I understand why this is often the case: you can't become too emotionally attatched to strangers who are currently clients who might just die. However, if the staff doesn't provide me with clear explanations, or are oblivious to the fact that maybe I am more familiar with my case than they are, or are lax in their attitudes toward pain management, I go all commando and remind them that, despite the enormous amount they spent on their educations and current God-like omnipotence, they are still my employees. Fortunately, my stepfather is the same way.
Along the lines of not getting too attatched: my job as a mover of stuff required me to be in the emergency room a lot, waiting for lab samples to run. I had gotten my friend a job there too, and one night it hit him:
"Those two guys from the motorcycle wreck they just brought in? They're our age!"
"Yup," I said, "And people our age, older and younger, die every day."
He got all red for a minute. "So you just harden yourself to it?"
"But you have to accept it."
This puts me in a mood to do a posting about all the jobs I've had, and I've had a lot. Maybe that will be the last project before I go. I've got some pretty big worries on my mind, but I can't really even worry yet, since we don't know anything.

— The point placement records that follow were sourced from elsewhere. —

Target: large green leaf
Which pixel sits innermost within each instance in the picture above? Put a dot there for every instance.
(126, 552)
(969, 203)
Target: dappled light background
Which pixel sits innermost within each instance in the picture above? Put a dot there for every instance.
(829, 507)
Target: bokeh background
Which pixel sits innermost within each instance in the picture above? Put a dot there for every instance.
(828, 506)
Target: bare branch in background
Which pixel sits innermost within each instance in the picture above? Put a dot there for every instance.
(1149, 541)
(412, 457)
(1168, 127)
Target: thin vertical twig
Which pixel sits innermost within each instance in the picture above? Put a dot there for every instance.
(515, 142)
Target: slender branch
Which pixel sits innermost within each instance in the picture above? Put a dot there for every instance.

You know, this one was going to be about Lewis and Clark. The Corps of Discovery found their way to the ocean about two hundred ago, as I said, and on the anniversary year, Oregon always goes nuts. I'm really in the mood for quiet, so I'm probably not going to be joining in any of the festivities, but all the same, Meri and Will, belated congrats. "Ocean in sight. O the joy!", indeed.
Mind you, Clark couldn't spell to save his life, so it was really 'Ocian', 'site' and 'joi', but you get the picture.